Réalisé par Orson Welles. États Unis/France/Iran. Drame. 1h22 (Sortie VOD 2 novembre 2018) Avec John Huston, Peter Bogdanovich, Robert Random, Oja Kodar, Susan Strasberg, Lilli Palmer, Edmond O'Brien et Mercedes McCambridge.
Homme de radio et de théâtre, Orson Welles avait d’abord fait frémir l’Amérique avec sa version radiophonique de "La Guerre des mondes", avant de signer un premier chef-d’œuvre, "Citizen Kane". Welles n’avait alors que vingt-cinq ans. Très vite, ses exigences rencontrent les réticences des studios, peu amateurs de retakes et rétifs devant les innovations de ce cinéaste de génie qui mettait la main à tout.
La suite de la carrière de Welles, c’est beaucoup de chefs-d’œuvre, et autant de films brisés, de tournages interrompus, de déceptions. C’est l’histoire d’un cinéaste qui a inlassablement porté des projets sur des décennies, aux quatre coins du globe, au gré des financements et des disponibilités de son équipe.
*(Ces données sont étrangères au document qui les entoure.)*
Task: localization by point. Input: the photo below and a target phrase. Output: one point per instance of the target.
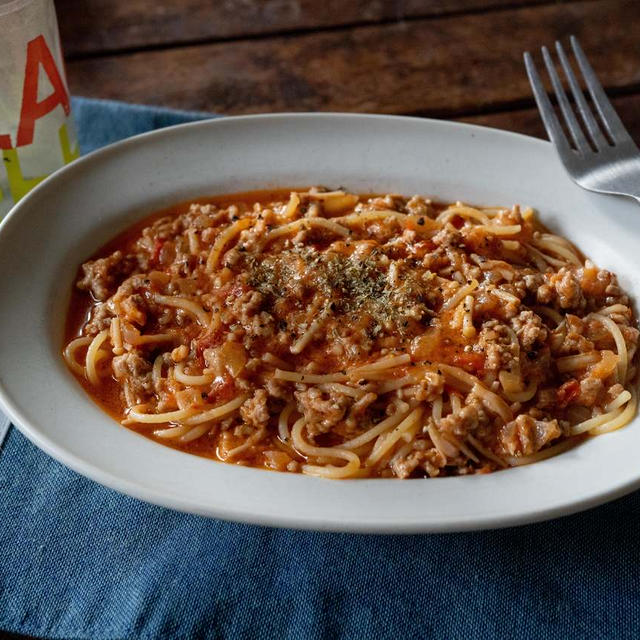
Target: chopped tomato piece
(157, 248)
(222, 389)
(567, 392)
(471, 362)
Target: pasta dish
(349, 336)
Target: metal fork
(601, 156)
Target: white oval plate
(64, 220)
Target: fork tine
(587, 117)
(569, 117)
(549, 118)
(610, 118)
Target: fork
(601, 155)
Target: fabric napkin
(81, 561)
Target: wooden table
(456, 59)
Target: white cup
(37, 135)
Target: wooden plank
(112, 25)
(528, 121)
(447, 67)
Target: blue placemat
(81, 561)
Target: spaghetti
(347, 336)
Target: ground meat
(255, 411)
(590, 390)
(322, 411)
(525, 436)
(563, 286)
(136, 371)
(462, 423)
(495, 342)
(529, 329)
(278, 389)
(103, 275)
(100, 319)
(574, 340)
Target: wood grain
(113, 25)
(452, 66)
(528, 121)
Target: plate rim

Voir aujourd’hui ressortir, sur Netflix, "The Other side of the wind*", cela signifie découvrir l’un des fragments manquants de cette œuvre monumentale. Toutefois, ce film, qui a été remaniée tant de fois, et dont Michel Legrand signe une bande originale qui n’a pas été directement approuvée par Welles, est aussi une œuvre composite.
Welles ayant l’habitude de travailler sans relâche ses films, sans doute aurait-il encore inventé, à partir de toute cette matière, un film un peu différent de celui que nous avons vu. Mais il ne s’agit pas de bouder son plaisir, devant un film étonnant, d’une absolue modernité.
Il est délicat de résumer cette œuvre où s’imbrique une foule d’éléments. Schématiquement, le récit s’articule autour de deux films : une soirée hollywoodienne organisée par Hannerford, un cinéaste de génie (John Huston) qui rassemble journalistes et gratte-papiers afin de trouver des financeurs qui lui permettront de finir son dernier film ; les extraits du film tourné par Hannerford, d’un érotisme tapageur très seventies.
La star de ce film en devenir, John Dale (Bob Random), a quitté le tournage, et son absence hante le cinéaste, manifestement fasciné par sa créature. Au point d’en faire une série de mannequins, perchés sur des rochers aux environs de sa maison.
"The Other side of the wind" est d’abord une satire assez étourdissante, qui tourne en dérision Hollywood et le cinéma qui émerge dans les années 1960. Sont jetés, pêle-mêle, la Nouvelle vague, Antonioni ou Bertolucci, tous les jeunes cinéastes qui ont transformé radicalement le cinéma.
Face à Dennis Hopper, des anciens du Mercury Theater, la troupe de Welles, ou des acteurs de l’Âge d’or hollywoodien, à l’image de Mercedes McCambridge. Comme une myriade d’insectes, les critiques et les journalistes assaillent le cinéaste de génie, cherchent de la bouche du prophète les mots qui offriront la révélation, le motif dans le tapis.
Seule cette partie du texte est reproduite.